Prende dalla busta del GS un po'"di bottiglie d'acqua e le infila nel frigo, quattro bitter nel primo ripiano, una Coca Cola grande negli scomparti laterali, e alla fine una bottiglia di Dom Pérignon bella nascosta sotto la carne nel cassetto del freezer.
Ecco fatto… Questa non credo che serva… Ma non si sa mai… E comunque ci fosse una buona notizia, è pronta! Se non la apro stasera, pensa tra sé, devo comunque tirarla fuori dal freezer, sennò esplode. Poi continua a svuotare la busta, bicchieri di plastica, piatti, fazzoletti. Un po'"di salatini buoni, pizzette, una scatoletta di Lindt. Poi prende dalla credenza tre scodelle e le riempie una per tipo. In un'altra mette delle patatine, in un'altra ancora dei pistacchi. Poi cerca di aprire la busta dei pop corn, tira con tutte e due le mani le estremità ma, splop, si apre di botto facendoli volare in aria. Olly cerca di prenderne qualcuno ma la maggior parte le finisce per terra. "Che palle! Questa non ci voleva…" Mette quelli non caduti nell'ultima ciotola e comincia a raccogliere quelli per terra con le mani. Nello stesso momento suona il citofono. Si avvicina al secchio, ci butta i pop corn raccolti, poi apre senza chiedere chi è. Prende la scopa e la paletta e raccoglie gli ultimi pop corn rimasti a terra, facendoli sparire velocemente nel secchio. Appena in tempo si dirige verso la porta. Questa volta, prima di aprire, controlla nello spioncino.
"Allora? Che succede?"
Entra Erica trafelata. "E che ne so, speravo di avere questa notizia da te." Si leva cappotto, cappello e sciarpa e li butta sul divano.
"Scusa…" fa Olly guardandola con le scarpe in mano. "Potresti metterli bene nell'armadio?"
Erica alza il sopracciglio sorpresa. "E che succede? Il lavoro ti ha dato alla testa? Invece del Diavolo veste Prada, signori, ecco a voi "la Olly rassetta casa"."

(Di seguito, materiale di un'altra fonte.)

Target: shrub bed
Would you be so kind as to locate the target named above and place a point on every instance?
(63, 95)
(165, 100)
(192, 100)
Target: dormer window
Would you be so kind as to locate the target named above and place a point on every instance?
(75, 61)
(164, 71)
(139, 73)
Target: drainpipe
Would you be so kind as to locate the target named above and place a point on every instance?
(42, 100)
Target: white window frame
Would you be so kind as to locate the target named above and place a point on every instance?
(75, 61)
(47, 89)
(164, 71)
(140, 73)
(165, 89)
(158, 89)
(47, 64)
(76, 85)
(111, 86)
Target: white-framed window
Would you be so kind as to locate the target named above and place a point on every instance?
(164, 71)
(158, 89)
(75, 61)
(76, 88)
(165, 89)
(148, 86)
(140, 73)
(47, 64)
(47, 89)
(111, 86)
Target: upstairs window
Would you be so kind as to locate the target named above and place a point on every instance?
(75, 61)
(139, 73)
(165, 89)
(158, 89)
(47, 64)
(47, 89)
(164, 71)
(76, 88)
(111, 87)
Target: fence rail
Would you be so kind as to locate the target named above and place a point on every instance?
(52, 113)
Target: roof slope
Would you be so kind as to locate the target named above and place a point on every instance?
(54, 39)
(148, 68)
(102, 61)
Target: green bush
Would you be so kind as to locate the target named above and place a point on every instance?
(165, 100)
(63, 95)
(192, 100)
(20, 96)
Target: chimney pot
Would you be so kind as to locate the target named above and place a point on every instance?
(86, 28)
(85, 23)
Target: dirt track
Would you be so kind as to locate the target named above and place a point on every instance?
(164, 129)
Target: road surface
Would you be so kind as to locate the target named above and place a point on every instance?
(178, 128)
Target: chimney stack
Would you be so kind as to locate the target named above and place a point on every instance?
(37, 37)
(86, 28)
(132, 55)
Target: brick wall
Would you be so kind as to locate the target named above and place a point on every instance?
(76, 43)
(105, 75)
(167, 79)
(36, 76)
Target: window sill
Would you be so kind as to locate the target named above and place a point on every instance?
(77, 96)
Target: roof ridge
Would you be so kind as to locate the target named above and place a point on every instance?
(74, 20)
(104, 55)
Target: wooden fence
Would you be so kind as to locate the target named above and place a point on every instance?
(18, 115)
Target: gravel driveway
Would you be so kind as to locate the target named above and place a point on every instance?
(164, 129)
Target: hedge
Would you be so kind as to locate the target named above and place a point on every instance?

"Simpatica! Visto che mi è stato chiesto questo favore…"
"E soprattutto visto che sei l'unica ricca di famiglia che può permettersi di andare a vivere per conto suo…"
"Guarda che lavoro… E pago la metà dell'affitto…" Olly sorride a Erica. "Bè, sì, insomma, dal prossimo maggio…"
"Hai voglia allora, l'hai strizzata bene bene la mammina!"
"È lei che ha insistito…"
"Chissà perché? Voleva libera casa, forse!"
Olly la guarda male. "Ti sbagli, maliziosa che non sei altro. Mia madre non è un'assatanata come te. È stata spesso all'estero e ha detto che in tutta Europa i ragazzi vivono fuori casa dal momento che vanno all'università."